Regarding the diagnosis of PA, the CCT results confirm the failure of ACE inhibition to decrease ARR, and the SIT results confirm the failure to suppress aldosterone secretion after volume expansion with isotonic saline. Thus, these tests examine different parts of the renin-angiotensin-aldosterone system (RAAS) to evaluate autonomous aldosterone secretion. Kim et al. reported that the results of the CCT are not always in agreement with those of the SIT regarding PA diagnosis [12]. In fact, there were different clinical characteristics in the SIT-positive and CCT-positive subgroups in the present study. The SIT-positive subgroup included a significantly higher proportion of young males and higher PAC and PRA levels than the CCT-positive subgroup. RAAS is affected by sex and age. Estrogen decreases PAC levels, while testosterone increases PAC levels [13]. with increased age, PRA tends to decrease, and ARR tends to increase because salt sensitivity increases [14]. Based on these reports, young males tend to be more likely to show higher PAC levels and be positive on the SIT compared with the elderly, and postmenopausal females tend to be more likely to have positive CCT results. Regarding ARR in the CCT, the possibility of unreliable and misleading diagnosis as a result of suppressed PRA in cases of low-renin hypertension should be considered. Therefore, other PAC diagnostic criteria post-CCT [12] might lead to different results and conclusions.

The treatment goal for PA is to prevent CCV events and control hypertension and hypokalemia [15]. The clinical severity and CCV event risk of PA patients ranges from mild to severe and from low to high, respectively. Therefore, we suggest that PA patients be treated based on their clinical severity and CCV event risk. The point is how PA patients evaluate their clinical severity and risk of CCV events. As previously described, we reported that SIT-positive PA patients had a significantly higher risk of CCV events than SIT-negative patients, and the post-SIT PAC and post-CCT ARR levels correlated with the risk of CCV events [10]. The present study also showed that SIT-positive patients had a higher risk of CCV events than SIT-negative patients (7.2% vs. 2.1%, Fisher’s exact test, p = 0.083) and had higher post-SIT PAC levels and post-CCT ARR (Cochran-Armitage tendency, p = 0.059 and p = 0.016, respectively). In addition, patients with SIT and CCT positivity had a significantly higher risk of CCV events compared to patients with SIT positivity and CCT negativity (odds ratio 3.82, p = 0.033, data not shown). Our previous study did not investigate the CCT results in SIT-positive PA patients because some of them underwent only one CCT and SIT. However, the present study elucidated that PA patients with CCT positivity had a higher risk of CCV events than CCT negative PA patients with SIT positivity because we recruited PA patents who had undergone both the SIT and the CCT. Thus, the use of both the SIT and CCT confirmatory tests may be more beneficial than the use of each test alone for elucidating the clinical severity and CCV event risk in PA patients. In terms of the incidence of specific CCV events in the double-positive group and the single-positive group, the double-positive group had a higher incidence of Af (2.7 vs. 0%), HF (0.9 vs. 0%), CH (1.4 vs. 0%) and CI (4.0 vs. 1.2%) than the single-positive group, but its incidence of CVD was not higher (0.9 vs. 1.2%). The reason that the incidence of CVD events was not different between these groups was not elucidated because the small number of CVD cases might be affected. Thus, performing both SIT and CCT confirmatory tests may be more useful for elucidating the clinical severity and CCV event risk in PA patients compared to the use of either test alone.

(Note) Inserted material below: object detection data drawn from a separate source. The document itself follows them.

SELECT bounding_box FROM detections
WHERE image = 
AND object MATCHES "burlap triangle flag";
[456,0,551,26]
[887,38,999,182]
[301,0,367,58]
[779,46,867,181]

As a limitation, our study was cross-sectional. Further prospective studies are needed to show whether the use of both the SIT and CCT tests predicts the clinical severity and the CCV event risk of PA patients.

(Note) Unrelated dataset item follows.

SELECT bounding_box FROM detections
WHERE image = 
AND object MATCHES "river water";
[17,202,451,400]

In conclusion, the number of PA patients was doubled when PA diagnostic criteria requiring a single positive confirmatory test was used compared to when double positive confirmatory tests were required. PA patients with double positive confirmatory tests had a more typical clinical presentation of PA and a higher incidence of CCV events than those with a single positive confirmatory test.